The dolls were shown to us by the maker's daughter, Miss Pearl Mill. Miss Mill explained that her father played the concertina for the regular round of "house parties" that made up the social life of many of the small towns on the South Coast where the family lived, at the time. However the dolls were never used in public performances and only rarely shown to the family.

Charles Mill played for the Lancers, the Waltz Cotillion and the Alberts, among other dances, and all without reading a note of music. The popular American tunes such as "Marching Through Georgia", "Battle of Gettysburg", "Old Black Joe" and "Take Me Back To Old Virginny" were all played in strict dance time. Pearl remembers his playing for the send-off, for World War I soldiers, at the School of Arts Hall in Jilliby (near Wyong, north of Sydney).
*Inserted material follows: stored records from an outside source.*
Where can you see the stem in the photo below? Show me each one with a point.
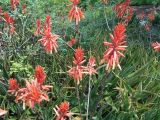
(89, 92)
(106, 19)
(78, 98)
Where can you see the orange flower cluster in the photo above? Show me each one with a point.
(62, 111)
(34, 92)
(124, 11)
(75, 12)
(48, 40)
(156, 46)
(9, 21)
(71, 42)
(2, 112)
(113, 53)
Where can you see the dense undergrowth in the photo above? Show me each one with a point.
(128, 94)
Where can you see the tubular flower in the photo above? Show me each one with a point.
(24, 8)
(14, 4)
(75, 2)
(113, 53)
(1, 10)
(141, 15)
(124, 11)
(156, 46)
(38, 27)
(71, 42)
(62, 111)
(77, 71)
(90, 66)
(40, 75)
(13, 85)
(151, 16)
(75, 12)
(33, 93)
(2, 112)
(10, 21)
(48, 23)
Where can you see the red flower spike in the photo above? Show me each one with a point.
(1, 10)
(14, 4)
(78, 56)
(62, 111)
(2, 112)
(75, 2)
(10, 21)
(49, 41)
(156, 46)
(40, 75)
(38, 27)
(90, 66)
(151, 16)
(13, 85)
(48, 23)
(24, 9)
(77, 71)
(71, 42)
(141, 15)
(75, 13)
(113, 53)
(33, 93)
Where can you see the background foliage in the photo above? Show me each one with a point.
(130, 94)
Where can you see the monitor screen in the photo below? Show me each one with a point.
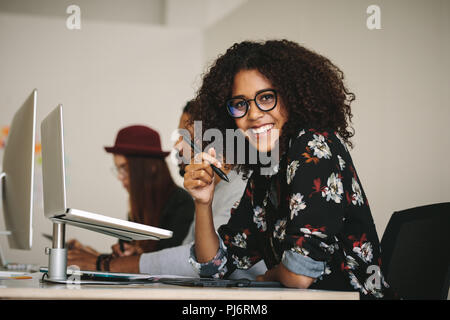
(18, 173)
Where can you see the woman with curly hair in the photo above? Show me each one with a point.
(307, 217)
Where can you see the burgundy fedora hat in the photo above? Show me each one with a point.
(138, 140)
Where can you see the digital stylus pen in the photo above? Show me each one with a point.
(219, 172)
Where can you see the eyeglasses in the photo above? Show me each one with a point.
(120, 172)
(265, 100)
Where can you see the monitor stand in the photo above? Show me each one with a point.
(57, 255)
(3, 262)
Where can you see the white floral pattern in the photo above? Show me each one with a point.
(292, 168)
(296, 204)
(320, 147)
(341, 162)
(334, 189)
(364, 251)
(259, 218)
(240, 240)
(357, 198)
(280, 229)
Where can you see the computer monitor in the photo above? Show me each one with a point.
(18, 175)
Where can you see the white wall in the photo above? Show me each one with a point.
(107, 75)
(400, 75)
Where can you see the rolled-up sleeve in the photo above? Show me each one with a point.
(300, 264)
(216, 267)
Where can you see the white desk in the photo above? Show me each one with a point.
(36, 289)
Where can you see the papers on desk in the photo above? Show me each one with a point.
(8, 275)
I was surprised to learn that Pearl and her sister were not allowed to go to the dances at which her father played, nor were they allowed to touch the concertina, which is a Lachenal metal-ended two-row 'Anglo' (in Bb and F) and must have cost their father a lot of money to buy in the first place, but they were allowed to play the cheaper accordion and Pearl was quite proficient at "God Save The King" and several hymns.

The dancing dolls are a fine example of traditional woodcarving and toymaking. They and their costumes are a valuable historical record.
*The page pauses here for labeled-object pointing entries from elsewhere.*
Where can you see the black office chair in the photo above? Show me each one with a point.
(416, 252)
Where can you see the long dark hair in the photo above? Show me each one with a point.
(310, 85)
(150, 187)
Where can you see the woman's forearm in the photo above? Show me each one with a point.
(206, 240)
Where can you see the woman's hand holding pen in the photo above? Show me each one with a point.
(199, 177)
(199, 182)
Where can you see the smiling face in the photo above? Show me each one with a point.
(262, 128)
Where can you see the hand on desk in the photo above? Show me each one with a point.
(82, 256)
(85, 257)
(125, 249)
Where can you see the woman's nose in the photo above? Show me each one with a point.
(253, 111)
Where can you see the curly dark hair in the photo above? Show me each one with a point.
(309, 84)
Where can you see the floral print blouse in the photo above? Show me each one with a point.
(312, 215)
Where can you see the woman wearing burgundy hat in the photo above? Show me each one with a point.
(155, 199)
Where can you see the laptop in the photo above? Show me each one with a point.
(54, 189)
Thanks to our host David Harris and to Pearl Mill for showing us the dolls and telling us about them.

David Johnson


Bob Bolton added the following background commentary:

These dolls extend from the well-known British tradition of "Jig dolls", Incorporating a number of significant improvements. The "jig doll" is usually made of flat wood, with fairly limited articulation of limbs and with clothing and features merely painted in. The doll is fixed to a rod and played by jiggling it on a board (which is anchored by the player sitting on it).

These dolls are far more detailed, better dressed and have the great advantage of being able to be played by the movement of the knee, as the player taps his foot, in time with his concertina or accordion.

This illustration, from an old music shop cover for a 78 rpm record in the collection of Malcolm Clapp, shows an original (if ad hoc) approach to the problem of playing an accordion (in this case, a Flutina, an ancestral melodeon) at the same time as a pair of "jig dolls".

Bob Bolton

Other References

Project Gutenberg has the following image of dancing dolls in an engraving from the book 'The Works of William Hogarth: In a Series of Engravings With Descriptions, and a Comment on Their Moral Tendency' by John Trusler.

the dolls are being operated by the piper in the lower left corner.

Wikipedia lists them as Limberjacks: http://en.wikipedia.org/wiki/Limberjack,
and as Jig dolls: http://en.wikipedia.org/wiki/Jig_doll.
These entries are proposed to be merged, but there is current discussion as to which title is to be the primary one.